這麼想的我,為了讓兩個公會領袖取得共識而準備開口。
但很幸運地——不知道該不該這麼說——根本沒有這個必要。一看見從我身後走出來的基滋梅爾與約費利斯,不只是牙王和凜德,就連其他地方似乎快要開始吵架的所有聯合部隊成員都不由得安靜了下來。
住他們眼裡顏色浮標應該是超越黑色,變成一片漆黑的黑暗精靈子爵,環視了一下在場所有人並說:
「人族的劍士們啊,想要戰鬥的話現在就馬上站起來。不然的話就保持安靜。不論如何,基於和劍士桐人、劍士亞絲娜的盟約,我都會解決那隻守護獸。」
接著約費利斯就高聲拔出左腰的細劍,筆直地舉了起來。
「以留斯拉的騎士約費利斯之名下令!能夠作戰的人就站起來追隨我!」
氣勢由劍尖呈同心圓狀往外擴散,一接觸到的瞬間,HP條上就又出現四種支援效果。
沒經過多少時間,聯合部隊的所有人就都站了起來,高舉著手中的武器發出了吼叫聲。
二〇二二年十二月二十七日星期二,下午兩點三十二分。
艾恩葛朗特第四層的樓層魔王「馬頭魚尾怪·威茲給」就被七支小隊共四十人的聯合部隊,以及一支追加的小隊擊敗了。

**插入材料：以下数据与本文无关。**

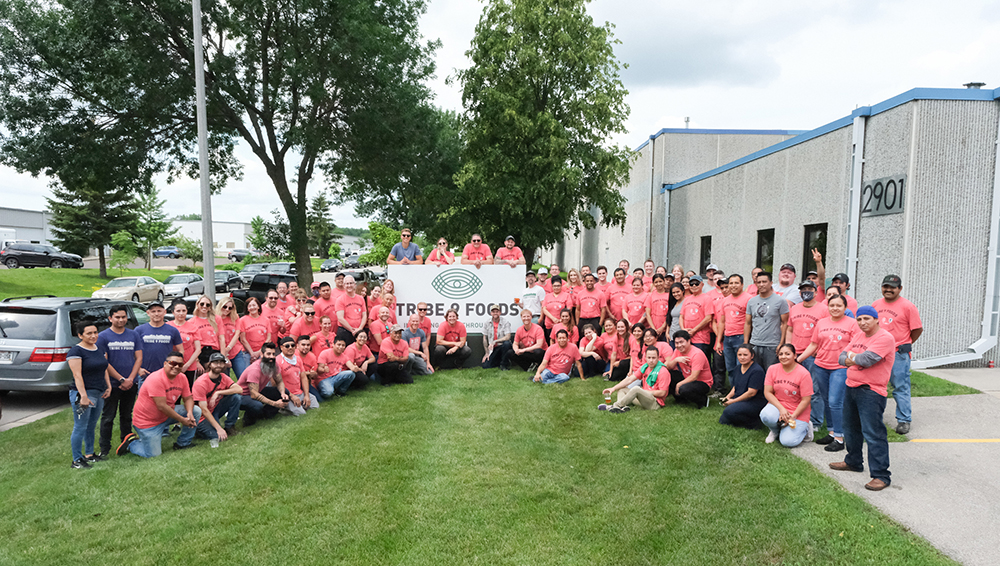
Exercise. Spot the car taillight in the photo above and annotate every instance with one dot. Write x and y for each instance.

雖然魔王的特殊能力「水流注入」是讓廣大房間沉沒在水裡的恐怖技能,但是對應方法其實相當簡單。魔王一使用能力房間的門就會關上,而且從內側絕對打不開,但水壓到達一定程度以上後,從外面一拉就能輕鬆把門打開。我們讓亞魯戈在門外待機,光是重複等到門縫滲出水來就把門打開這樣的程序,就幾乎讓特殊能力無效化了。
不過對約費爾城子爵來說,可能打從一開始就不需要這樣的攻略方法吧。因為他不知道使用什麼樣的法術,在房間浸水之後還是能一臉輕鬆地走在水上,並且持續攻擊著魔王。